Our politics didn’t always feel slimy. However, since the Access Hollywood tape splattered onto the national stage in October of 2016, we have endured a litany of revolting revelations about prominent men who have sexually abused numerous women and children, grievously violating their trust as employer, religious leader and even doctor. The #MeToo movement has begun to show us how prevalent this criminal, immoral conduct is and how incalculable is the damage and hurt women have endured from unconscionable harassment, assault and rape. Slimy is not too harsh a word.
Still, the persistent drip-drip of the pre-presidential Trump/Stormy Daniels soap opera brought a new low, washing filth over our already expanded tolerance of public sleaze. Special Counsel Robert Mueller has knocked over several POTUS chess pieces by outing their lies and connivances; he seems now to be hovering over the Oval Office itself. Add to this Slough of Despond the crass, self-serving antics of various Cabinet secretaries, and one sees that the swamp is not being drained at all, rather the polluted muck is rising fast.
By the starkest contrast, the spirit of Easter, like the scent of spring blossoms, wafted in the air last weekend celebrating that singular person, Jesus Christ. He was the mortal figure tramping dusty roads to uplift, teach, heal and love all humanity, but especially to minister to obscure and lowly people. He was also the Lamb of God, the Redeemer, whose excruciating death and glorious resurrection brought Easter about. He rose from the grave, giving humanity hope that life will conquer over death and good will triumph over evil.
The holy thoughts and feelings of Easter meshed with the general conference of The Church of Jesus Christ of Latter-day Saints, which featured women and men of the highest caliber, with stellar backgrounds, who adhere to the highest standards of morality and honesty.
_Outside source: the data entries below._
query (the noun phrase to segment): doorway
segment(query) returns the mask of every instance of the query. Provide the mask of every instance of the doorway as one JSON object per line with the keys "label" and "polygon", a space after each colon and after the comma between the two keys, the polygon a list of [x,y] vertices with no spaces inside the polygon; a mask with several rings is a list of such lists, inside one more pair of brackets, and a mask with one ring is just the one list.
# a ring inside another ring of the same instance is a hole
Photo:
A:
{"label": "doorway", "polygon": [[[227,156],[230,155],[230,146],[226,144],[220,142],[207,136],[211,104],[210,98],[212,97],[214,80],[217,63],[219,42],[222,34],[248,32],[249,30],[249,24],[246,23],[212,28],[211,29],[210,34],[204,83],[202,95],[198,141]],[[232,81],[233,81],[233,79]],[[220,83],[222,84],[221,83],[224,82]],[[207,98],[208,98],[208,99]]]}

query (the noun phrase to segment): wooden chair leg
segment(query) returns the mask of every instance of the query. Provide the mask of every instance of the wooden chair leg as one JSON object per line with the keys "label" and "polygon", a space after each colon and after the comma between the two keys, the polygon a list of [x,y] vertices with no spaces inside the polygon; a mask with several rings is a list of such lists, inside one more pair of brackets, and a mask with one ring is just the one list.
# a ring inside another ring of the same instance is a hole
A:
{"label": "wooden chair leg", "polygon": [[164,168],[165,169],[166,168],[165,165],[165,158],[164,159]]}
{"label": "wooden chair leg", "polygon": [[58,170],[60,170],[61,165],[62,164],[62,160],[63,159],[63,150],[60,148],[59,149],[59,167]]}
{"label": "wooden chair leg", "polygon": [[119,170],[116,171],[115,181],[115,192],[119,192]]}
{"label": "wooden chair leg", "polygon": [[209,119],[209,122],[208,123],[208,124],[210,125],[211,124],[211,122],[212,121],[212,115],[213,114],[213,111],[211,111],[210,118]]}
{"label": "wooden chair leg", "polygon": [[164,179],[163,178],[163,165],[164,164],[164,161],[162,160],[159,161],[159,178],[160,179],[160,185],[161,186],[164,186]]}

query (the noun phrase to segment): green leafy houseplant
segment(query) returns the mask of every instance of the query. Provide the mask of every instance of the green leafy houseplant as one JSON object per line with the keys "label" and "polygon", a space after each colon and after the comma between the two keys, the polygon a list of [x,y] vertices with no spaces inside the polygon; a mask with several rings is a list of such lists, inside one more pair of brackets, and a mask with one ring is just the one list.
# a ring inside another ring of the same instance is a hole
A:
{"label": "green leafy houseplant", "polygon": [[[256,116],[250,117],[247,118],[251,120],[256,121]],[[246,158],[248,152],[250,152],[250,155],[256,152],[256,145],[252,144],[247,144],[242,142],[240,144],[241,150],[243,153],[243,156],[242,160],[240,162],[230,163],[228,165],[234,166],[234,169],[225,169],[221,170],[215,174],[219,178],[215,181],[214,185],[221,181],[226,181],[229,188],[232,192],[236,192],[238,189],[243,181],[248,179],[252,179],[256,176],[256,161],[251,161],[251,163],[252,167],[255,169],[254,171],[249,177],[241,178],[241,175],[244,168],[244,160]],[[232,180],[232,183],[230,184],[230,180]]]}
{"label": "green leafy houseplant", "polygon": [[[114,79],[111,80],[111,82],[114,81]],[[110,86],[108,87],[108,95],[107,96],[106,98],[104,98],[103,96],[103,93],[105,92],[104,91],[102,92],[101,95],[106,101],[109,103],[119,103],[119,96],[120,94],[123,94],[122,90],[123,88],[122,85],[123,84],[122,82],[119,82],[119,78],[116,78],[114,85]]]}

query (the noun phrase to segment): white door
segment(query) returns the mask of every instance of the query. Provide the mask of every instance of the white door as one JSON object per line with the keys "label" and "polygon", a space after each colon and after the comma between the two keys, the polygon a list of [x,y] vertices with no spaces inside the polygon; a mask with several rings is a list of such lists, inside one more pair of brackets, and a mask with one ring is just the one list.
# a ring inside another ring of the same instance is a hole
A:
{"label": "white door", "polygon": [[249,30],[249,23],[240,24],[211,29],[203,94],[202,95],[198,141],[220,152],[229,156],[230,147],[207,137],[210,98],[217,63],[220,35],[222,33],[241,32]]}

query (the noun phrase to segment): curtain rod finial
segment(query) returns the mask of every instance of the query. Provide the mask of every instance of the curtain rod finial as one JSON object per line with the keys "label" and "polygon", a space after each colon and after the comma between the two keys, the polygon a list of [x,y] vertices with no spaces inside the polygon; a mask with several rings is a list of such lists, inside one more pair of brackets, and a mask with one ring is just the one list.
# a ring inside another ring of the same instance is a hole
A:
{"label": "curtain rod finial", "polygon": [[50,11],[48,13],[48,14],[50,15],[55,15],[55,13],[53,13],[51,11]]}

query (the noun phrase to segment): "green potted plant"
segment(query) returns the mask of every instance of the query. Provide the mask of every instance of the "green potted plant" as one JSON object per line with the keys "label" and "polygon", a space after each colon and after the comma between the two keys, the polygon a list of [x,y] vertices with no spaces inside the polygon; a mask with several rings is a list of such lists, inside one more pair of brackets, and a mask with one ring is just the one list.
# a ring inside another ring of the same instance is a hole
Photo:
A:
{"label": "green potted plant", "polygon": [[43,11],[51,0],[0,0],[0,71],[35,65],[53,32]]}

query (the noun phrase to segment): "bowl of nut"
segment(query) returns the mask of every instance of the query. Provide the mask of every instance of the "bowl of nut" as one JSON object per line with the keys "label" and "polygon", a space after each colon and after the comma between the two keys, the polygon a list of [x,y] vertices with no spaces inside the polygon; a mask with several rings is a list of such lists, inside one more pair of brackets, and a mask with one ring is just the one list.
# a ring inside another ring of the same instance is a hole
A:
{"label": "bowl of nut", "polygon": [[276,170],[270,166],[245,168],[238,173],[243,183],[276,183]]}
They are rational, intelligent, articulate, with no thought of personal gain, prestige or standing.
The contrast with national political affairs was no more strongly underscored than by Elder David A. Bednar’s masterful talk about meekness — what it is and why it’s essential. Yes, meekness — something you won’t hear in a business, professional or sports setting.
Speakers repeatedly urged listeners to show greater love and compassion for the unfortunate, the suffering and the needy. They urged us to pray for guidance in ministering to others and to befriend, help and uplift our neighbors. They exemplified and spoke of lofty values like virtue, unselfishness and morality — words not used to describe the current national administration. There was no political comment, no criticism, no assumed superiority — personal or institutional — no appeal to any worldly institution to do this or that or fund some project or another. It was all about one person serving another — multiplied by the millions.
The 93-year old prophet, President Russell M. Nelson, showed energy and acumen beyond most 70-year-olds. He called two new apostles, men of character, proven leaders, who bring diversity to the Quorum of the Twelve Apostles.
In his first conference as prophet, President Nelson installed a visionary new system of ministering — out of love, compassion, pure charity and concern for every single individual, in lieu of that check-a-box kind of duty we sometimes fall into. He urged church members to “Stand Up” and go about doing good works — the Savior’s works.
Jean B. Bingham, the president of the women’s General Relief Society, gave extensive guidance to the entire church about the new initiatives of ministering rather than administering. Two other impressive women gave impactful addresses.12 comments on this story
Easter gave me a vacation of the spirit and refreshed my heart and mind. It cleansed me of the toxic effluent oozing from the political swamp, which can spatter each of us. I am grateful to be renewed to face other days.
Note from the author: Recognizing that many readers do not share my faith, I beg their indulgence for sharing these personal religious feelings to illustrate the theme of this article. I ask them not to take offense, but to accept these comments in the respectful spirit in which I intend them.